Hong Kong’s construction industry is expected to suffer another year of contraction in 2020 by 3%, making it the fourth consecutive year of decline. However, the industry is forecast to start a recovery phase in 2021, due to the government’s efforts to stimulate economic growth, and public and private sector investments in commercial, residential and infrastructure construction projects, according to a leading data and analytics company GlobalData.
The company’s report, ‘Construction in Hong Kong – Key Trends and Opportunities to 2024’ reveals that the industry’s output value in real terms is expected to rise at a compound annual growth rate (CAGR) of 1.58% over the whole forecast period (2020–2024), and reach US$29 billion in 2024, measured at constant 2017 US dollar exchange rates.
The industry suffered a downturn for a third year in a row in 2019, when it contracted by 12.9% in real terms, preceded by annual declines of 0.7% and 3.9% in 2017 and 2018 respectively. Amid the continuing anti-government protests and the disruption caused by outbreak of the coronavirus in China in January, the industry is expected to contract again in 2020.
Dhananjay Sharma, construction analyst at GlobalData said, “The construction industry is expected to rebound in 2021 with the government playing a major role. To support the economic growth and increase the country’s competitiveness, the government plans to invest HKD1 trillion (US$127.6 billion) in infrastructure by 2028–2029. In addition, the government’s aim to improve local energy resources is expected to support investment in energy infrastructure projects, which will in turn fuel growth in the industry.”
Residential construction was the largest market in Hong Kong’s construction industry during the review period (2015–2019), accounting for 43.2% of its total value in 2019. The market is expected to shrink marginally in relative terms over the forecast period, with residential construction accounting for 42.6% of the industry’s total value in 2024. Nevertheless, market output over the forecast period is expected to be supported by government efforts to balance housing demand and supply through the construction of housing units.

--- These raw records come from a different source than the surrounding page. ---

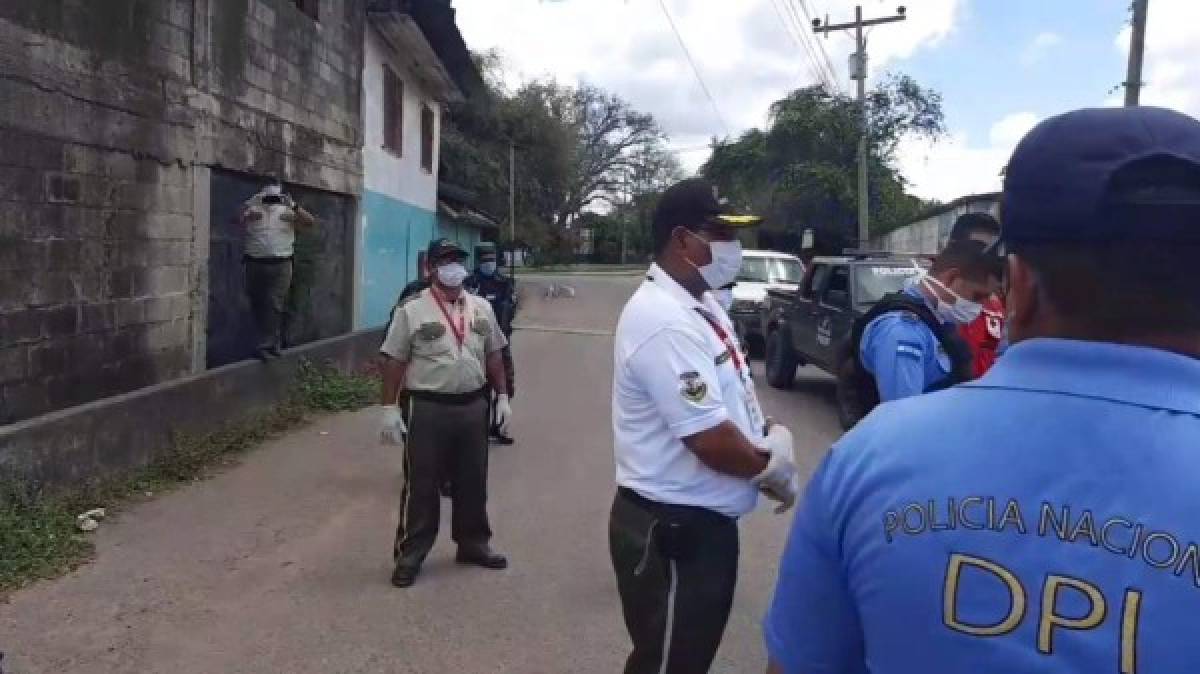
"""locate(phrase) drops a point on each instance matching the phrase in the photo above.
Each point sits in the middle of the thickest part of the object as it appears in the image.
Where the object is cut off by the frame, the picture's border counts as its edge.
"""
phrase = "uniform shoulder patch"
(693, 387)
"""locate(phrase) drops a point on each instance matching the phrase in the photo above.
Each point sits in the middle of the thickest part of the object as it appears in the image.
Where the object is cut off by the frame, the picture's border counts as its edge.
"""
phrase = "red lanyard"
(725, 339)
(460, 329)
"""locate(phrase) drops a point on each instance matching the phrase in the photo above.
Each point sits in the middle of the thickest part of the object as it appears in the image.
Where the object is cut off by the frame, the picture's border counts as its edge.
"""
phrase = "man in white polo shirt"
(691, 444)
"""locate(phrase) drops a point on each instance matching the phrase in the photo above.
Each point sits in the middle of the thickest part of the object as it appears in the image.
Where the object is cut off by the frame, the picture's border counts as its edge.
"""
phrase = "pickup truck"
(811, 325)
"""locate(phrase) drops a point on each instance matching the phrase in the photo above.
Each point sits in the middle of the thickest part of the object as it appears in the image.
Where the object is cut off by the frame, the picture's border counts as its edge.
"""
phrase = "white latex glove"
(503, 414)
(779, 480)
(393, 429)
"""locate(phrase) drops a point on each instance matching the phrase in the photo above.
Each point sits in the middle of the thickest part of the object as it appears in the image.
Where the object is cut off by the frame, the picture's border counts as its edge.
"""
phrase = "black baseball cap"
(695, 203)
(1105, 174)
(444, 247)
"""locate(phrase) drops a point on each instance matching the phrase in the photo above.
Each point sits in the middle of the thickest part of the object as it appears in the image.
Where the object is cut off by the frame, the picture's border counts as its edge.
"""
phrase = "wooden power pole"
(1137, 50)
(858, 73)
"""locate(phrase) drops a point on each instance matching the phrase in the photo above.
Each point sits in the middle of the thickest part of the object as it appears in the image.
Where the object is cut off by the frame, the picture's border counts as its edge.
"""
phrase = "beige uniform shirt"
(420, 336)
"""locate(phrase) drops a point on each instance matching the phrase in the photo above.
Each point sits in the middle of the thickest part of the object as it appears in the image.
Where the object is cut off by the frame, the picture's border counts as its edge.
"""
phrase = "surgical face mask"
(960, 311)
(451, 275)
(726, 262)
(725, 298)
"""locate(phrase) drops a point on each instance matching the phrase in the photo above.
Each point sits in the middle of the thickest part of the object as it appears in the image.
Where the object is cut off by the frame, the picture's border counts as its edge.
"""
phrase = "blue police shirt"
(903, 354)
(1043, 518)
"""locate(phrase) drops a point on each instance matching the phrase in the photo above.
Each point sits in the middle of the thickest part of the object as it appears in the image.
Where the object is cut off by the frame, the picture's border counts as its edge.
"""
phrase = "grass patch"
(39, 539)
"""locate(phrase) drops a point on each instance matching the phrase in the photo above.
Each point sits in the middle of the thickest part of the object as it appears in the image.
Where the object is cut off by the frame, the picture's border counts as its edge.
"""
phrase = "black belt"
(448, 398)
(689, 512)
(267, 260)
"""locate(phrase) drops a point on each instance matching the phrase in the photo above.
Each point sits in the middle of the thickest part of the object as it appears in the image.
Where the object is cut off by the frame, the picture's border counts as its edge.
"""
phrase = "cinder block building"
(131, 131)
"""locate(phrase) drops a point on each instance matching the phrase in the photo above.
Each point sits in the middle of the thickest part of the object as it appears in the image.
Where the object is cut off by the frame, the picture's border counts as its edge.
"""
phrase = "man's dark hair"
(972, 223)
(1120, 289)
(970, 258)
(661, 235)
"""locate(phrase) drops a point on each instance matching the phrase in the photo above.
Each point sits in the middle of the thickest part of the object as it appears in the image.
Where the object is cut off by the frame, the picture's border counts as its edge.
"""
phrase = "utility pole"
(858, 73)
(513, 206)
(1137, 49)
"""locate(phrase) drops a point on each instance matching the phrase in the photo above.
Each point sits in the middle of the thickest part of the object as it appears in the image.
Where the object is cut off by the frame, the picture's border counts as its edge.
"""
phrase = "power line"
(793, 19)
(791, 32)
(808, 14)
(695, 68)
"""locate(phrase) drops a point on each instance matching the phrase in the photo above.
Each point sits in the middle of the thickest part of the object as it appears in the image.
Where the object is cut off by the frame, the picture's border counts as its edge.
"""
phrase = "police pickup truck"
(811, 325)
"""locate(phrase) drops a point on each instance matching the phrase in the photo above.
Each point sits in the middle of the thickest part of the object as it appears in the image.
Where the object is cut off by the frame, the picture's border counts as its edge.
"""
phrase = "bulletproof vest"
(862, 392)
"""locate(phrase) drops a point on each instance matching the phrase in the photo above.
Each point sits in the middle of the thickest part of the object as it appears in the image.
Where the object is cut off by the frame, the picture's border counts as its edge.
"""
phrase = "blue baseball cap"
(1105, 174)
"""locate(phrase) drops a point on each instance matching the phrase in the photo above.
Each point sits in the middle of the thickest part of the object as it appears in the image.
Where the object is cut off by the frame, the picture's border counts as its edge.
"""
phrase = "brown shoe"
(481, 555)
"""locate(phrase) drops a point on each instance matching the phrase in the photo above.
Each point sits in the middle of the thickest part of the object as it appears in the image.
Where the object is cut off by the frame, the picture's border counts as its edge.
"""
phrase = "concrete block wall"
(112, 115)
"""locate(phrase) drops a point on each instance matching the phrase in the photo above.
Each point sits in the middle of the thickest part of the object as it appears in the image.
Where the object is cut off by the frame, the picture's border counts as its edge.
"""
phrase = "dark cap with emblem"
(443, 248)
(695, 203)
(1105, 174)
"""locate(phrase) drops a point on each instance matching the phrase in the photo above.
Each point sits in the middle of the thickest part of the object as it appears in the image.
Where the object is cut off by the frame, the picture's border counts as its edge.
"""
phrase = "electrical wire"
(695, 68)
(827, 77)
(799, 46)
(810, 14)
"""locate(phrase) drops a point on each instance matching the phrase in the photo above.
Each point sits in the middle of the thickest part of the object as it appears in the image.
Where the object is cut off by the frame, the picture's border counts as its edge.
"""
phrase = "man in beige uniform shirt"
(443, 348)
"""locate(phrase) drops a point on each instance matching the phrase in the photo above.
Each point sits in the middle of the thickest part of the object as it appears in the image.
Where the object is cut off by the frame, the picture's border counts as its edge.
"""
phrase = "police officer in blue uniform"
(489, 282)
(909, 343)
(1042, 518)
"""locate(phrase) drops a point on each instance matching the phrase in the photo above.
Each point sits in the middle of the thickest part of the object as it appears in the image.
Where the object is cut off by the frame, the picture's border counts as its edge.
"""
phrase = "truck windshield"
(876, 281)
(771, 270)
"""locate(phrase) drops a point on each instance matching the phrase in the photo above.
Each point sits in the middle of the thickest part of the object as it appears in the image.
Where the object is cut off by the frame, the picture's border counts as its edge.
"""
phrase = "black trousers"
(268, 282)
(444, 440)
(676, 571)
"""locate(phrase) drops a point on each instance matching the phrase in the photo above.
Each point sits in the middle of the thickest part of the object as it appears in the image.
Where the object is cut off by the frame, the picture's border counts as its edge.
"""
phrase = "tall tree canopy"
(577, 149)
(801, 172)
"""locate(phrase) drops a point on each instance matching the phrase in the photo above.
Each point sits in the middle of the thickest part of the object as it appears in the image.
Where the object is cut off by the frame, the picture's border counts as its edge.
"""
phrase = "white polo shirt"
(673, 378)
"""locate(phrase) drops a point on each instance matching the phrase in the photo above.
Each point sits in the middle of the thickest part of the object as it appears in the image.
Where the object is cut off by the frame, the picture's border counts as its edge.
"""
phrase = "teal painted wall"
(393, 234)
(462, 234)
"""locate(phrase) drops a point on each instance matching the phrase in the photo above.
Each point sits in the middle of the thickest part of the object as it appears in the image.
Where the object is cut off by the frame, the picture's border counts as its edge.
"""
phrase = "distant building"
(414, 64)
(928, 233)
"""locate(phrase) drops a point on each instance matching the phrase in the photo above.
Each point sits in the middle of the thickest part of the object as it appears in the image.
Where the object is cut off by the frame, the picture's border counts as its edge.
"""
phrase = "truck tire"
(781, 361)
(850, 408)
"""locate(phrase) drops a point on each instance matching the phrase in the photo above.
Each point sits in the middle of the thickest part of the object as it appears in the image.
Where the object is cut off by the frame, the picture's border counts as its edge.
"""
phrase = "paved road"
(282, 563)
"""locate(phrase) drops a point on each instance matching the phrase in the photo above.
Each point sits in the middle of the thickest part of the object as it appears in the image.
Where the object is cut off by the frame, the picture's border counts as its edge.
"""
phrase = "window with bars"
(393, 112)
(427, 124)
(310, 8)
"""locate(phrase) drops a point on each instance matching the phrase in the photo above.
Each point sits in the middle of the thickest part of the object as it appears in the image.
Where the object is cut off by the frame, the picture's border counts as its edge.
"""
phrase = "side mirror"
(838, 299)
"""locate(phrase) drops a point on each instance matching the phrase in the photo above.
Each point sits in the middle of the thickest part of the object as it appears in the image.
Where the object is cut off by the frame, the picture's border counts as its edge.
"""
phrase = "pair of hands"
(779, 481)
(395, 432)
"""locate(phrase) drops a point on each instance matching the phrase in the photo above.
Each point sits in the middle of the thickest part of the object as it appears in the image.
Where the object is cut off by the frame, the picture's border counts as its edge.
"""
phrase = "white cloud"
(1171, 68)
(1038, 47)
(954, 167)
(745, 54)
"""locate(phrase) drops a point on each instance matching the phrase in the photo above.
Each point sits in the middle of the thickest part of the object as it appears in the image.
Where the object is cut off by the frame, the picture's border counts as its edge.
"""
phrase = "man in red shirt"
(983, 335)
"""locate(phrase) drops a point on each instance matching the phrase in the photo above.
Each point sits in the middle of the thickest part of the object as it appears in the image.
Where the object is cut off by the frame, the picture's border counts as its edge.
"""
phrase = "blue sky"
(994, 62)
(1000, 65)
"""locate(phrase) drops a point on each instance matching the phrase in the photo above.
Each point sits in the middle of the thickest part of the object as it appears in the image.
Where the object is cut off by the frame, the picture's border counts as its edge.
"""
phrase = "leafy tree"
(802, 169)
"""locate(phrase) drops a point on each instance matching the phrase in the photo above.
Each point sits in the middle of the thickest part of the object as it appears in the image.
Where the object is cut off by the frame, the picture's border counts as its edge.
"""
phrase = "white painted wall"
(400, 178)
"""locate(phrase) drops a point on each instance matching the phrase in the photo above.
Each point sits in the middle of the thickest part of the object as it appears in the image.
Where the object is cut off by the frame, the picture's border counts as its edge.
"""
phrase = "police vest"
(856, 385)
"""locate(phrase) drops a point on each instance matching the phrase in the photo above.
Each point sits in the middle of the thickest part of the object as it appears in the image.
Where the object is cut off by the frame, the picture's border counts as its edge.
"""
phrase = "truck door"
(803, 319)
(833, 316)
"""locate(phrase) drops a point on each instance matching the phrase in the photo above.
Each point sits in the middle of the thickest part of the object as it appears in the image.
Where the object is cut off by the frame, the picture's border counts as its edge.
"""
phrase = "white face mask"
(451, 275)
(726, 263)
(961, 311)
(724, 296)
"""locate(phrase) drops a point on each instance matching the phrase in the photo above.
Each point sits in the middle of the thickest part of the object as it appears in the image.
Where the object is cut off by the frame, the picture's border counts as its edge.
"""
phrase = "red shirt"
(983, 335)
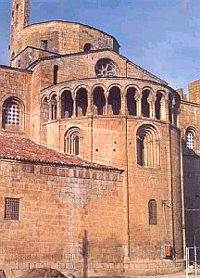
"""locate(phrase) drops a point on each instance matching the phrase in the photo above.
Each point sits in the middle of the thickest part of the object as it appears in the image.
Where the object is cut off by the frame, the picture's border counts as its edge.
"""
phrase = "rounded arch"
(191, 138)
(152, 211)
(72, 141)
(114, 100)
(99, 100)
(44, 99)
(106, 67)
(148, 146)
(99, 84)
(145, 109)
(131, 104)
(66, 88)
(67, 104)
(43, 273)
(160, 111)
(81, 101)
(13, 111)
(53, 106)
(87, 47)
(170, 106)
(53, 93)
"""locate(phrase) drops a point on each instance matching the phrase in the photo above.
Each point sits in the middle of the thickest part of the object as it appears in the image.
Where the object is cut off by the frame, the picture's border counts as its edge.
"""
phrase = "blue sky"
(162, 36)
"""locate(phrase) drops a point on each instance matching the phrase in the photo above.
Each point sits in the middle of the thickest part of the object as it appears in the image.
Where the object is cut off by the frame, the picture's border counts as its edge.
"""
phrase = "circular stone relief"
(106, 68)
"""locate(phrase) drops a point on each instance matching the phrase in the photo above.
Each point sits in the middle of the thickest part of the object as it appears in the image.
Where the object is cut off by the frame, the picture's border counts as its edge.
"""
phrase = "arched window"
(145, 104)
(148, 146)
(72, 141)
(12, 113)
(131, 102)
(191, 138)
(53, 107)
(170, 108)
(99, 101)
(81, 102)
(114, 101)
(87, 47)
(67, 104)
(106, 68)
(152, 209)
(55, 74)
(160, 106)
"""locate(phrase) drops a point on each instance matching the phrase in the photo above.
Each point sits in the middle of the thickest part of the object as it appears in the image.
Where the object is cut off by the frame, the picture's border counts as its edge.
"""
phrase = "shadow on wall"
(191, 181)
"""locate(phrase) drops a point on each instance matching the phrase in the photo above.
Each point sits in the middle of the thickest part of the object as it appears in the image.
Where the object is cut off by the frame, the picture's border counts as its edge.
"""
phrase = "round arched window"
(106, 68)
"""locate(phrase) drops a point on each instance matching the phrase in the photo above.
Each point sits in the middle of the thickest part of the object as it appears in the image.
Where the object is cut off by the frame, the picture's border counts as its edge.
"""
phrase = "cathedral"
(99, 158)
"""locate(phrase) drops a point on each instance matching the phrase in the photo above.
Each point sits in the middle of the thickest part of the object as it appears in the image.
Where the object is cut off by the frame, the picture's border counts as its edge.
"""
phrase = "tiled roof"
(23, 149)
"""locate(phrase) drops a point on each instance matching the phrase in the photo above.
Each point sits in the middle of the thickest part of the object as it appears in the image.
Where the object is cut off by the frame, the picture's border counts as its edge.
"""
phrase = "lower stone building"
(99, 158)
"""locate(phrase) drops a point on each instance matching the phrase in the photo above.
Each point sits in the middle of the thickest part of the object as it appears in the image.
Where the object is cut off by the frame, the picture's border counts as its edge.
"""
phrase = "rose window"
(106, 68)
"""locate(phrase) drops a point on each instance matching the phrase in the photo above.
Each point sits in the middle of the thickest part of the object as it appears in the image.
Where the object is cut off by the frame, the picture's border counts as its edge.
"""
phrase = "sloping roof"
(24, 149)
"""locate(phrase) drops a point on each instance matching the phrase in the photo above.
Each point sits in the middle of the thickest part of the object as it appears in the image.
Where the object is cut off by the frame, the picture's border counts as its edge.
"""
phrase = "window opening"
(12, 113)
(55, 74)
(190, 140)
(106, 68)
(11, 211)
(131, 102)
(87, 47)
(67, 104)
(114, 101)
(99, 101)
(152, 207)
(44, 44)
(72, 141)
(145, 104)
(81, 102)
(148, 146)
(53, 107)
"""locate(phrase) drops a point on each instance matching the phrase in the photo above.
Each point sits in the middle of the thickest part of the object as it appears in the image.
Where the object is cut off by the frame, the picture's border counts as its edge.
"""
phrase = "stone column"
(138, 99)
(151, 100)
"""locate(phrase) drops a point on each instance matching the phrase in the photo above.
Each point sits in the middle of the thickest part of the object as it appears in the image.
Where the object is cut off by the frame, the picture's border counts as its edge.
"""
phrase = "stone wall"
(71, 219)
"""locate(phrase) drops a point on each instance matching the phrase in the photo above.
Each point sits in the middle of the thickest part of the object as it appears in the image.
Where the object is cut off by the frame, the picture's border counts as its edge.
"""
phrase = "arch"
(145, 104)
(160, 106)
(55, 74)
(106, 68)
(99, 101)
(148, 146)
(12, 112)
(191, 138)
(131, 101)
(114, 101)
(170, 107)
(43, 273)
(72, 141)
(176, 109)
(152, 211)
(53, 106)
(81, 102)
(67, 104)
(87, 47)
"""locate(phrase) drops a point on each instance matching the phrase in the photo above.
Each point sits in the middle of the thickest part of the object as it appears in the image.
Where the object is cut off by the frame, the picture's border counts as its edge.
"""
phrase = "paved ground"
(177, 275)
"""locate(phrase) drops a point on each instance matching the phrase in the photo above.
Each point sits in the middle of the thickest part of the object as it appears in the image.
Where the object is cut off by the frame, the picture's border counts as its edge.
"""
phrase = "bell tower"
(20, 19)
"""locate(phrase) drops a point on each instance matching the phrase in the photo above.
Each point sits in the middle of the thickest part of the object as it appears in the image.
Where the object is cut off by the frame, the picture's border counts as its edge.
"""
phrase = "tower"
(20, 19)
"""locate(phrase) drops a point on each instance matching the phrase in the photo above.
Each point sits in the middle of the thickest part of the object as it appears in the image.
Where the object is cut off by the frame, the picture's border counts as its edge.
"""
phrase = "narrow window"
(148, 146)
(76, 145)
(152, 207)
(11, 211)
(72, 141)
(55, 74)
(53, 107)
(12, 113)
(44, 44)
(87, 47)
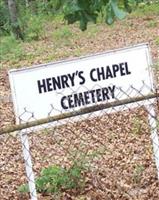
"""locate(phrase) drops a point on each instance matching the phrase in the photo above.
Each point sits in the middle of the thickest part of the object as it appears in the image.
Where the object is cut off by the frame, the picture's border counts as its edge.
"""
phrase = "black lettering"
(63, 102)
(108, 73)
(91, 75)
(86, 97)
(81, 77)
(92, 92)
(112, 90)
(100, 74)
(41, 86)
(78, 99)
(98, 93)
(64, 80)
(72, 78)
(70, 101)
(105, 93)
(115, 69)
(49, 84)
(56, 82)
(122, 69)
(126, 68)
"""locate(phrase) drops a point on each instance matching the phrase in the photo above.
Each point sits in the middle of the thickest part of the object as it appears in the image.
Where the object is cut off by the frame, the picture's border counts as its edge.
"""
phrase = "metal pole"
(154, 134)
(28, 165)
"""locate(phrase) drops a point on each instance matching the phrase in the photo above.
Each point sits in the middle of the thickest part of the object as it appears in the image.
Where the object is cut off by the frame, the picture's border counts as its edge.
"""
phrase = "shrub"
(10, 48)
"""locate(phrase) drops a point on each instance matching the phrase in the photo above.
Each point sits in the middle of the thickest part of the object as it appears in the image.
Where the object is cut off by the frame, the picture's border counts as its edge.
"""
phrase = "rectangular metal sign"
(64, 86)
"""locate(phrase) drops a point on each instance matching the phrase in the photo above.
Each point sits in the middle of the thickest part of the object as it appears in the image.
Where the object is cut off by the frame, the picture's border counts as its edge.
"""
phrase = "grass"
(10, 49)
(146, 10)
(51, 39)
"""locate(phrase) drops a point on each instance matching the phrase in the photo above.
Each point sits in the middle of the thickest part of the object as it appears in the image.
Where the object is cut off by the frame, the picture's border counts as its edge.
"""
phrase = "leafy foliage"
(55, 179)
(10, 48)
(86, 11)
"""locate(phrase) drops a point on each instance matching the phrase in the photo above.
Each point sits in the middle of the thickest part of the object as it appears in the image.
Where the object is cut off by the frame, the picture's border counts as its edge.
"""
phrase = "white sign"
(60, 87)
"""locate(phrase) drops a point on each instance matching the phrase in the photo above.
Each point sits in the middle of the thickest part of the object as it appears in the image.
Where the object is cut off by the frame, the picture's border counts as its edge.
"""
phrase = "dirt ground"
(125, 170)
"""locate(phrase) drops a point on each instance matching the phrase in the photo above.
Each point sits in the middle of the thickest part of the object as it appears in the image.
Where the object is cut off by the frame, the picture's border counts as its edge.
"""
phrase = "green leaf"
(109, 15)
(120, 14)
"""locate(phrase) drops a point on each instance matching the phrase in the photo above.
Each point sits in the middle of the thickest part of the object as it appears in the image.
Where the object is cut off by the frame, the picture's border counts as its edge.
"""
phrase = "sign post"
(66, 86)
(154, 134)
(28, 164)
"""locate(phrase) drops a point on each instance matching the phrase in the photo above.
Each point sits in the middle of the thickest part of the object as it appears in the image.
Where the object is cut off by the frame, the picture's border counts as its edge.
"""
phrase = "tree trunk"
(14, 19)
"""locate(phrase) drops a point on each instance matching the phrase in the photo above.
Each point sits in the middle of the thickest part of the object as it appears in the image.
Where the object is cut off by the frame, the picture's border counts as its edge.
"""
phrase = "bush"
(10, 48)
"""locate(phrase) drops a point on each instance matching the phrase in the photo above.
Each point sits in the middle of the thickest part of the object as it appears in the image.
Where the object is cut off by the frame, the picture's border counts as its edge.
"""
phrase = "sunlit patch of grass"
(146, 10)
(11, 49)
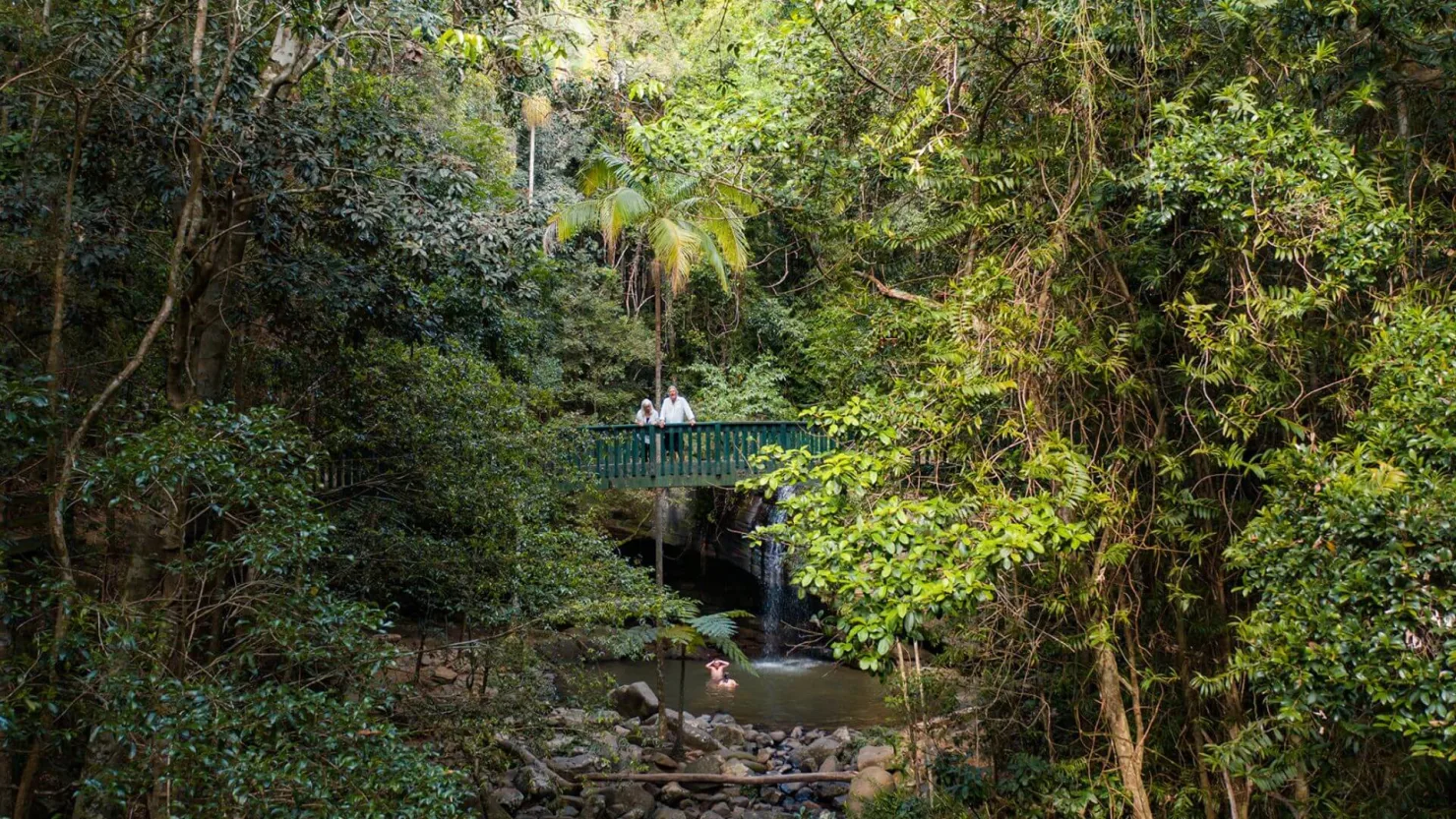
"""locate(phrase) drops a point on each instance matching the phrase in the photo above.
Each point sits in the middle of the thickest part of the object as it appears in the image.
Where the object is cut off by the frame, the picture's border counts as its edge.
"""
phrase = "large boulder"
(631, 800)
(694, 731)
(509, 797)
(876, 757)
(815, 754)
(705, 764)
(673, 793)
(737, 768)
(573, 765)
(636, 700)
(728, 733)
(867, 786)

Mr Sharma concluded, “The total construction project pipeline in Hong Kong – as tracked by GlobalData, and including all mega projects with a value above US$25 million - stands at US$225.6 billion. The pipeline, which includes all projects from pre-planning to execution, is skewed towards late-stage projects, with 62.5% of the pipeline value being in projects in the pre-execution and execution stages as of February 2020.”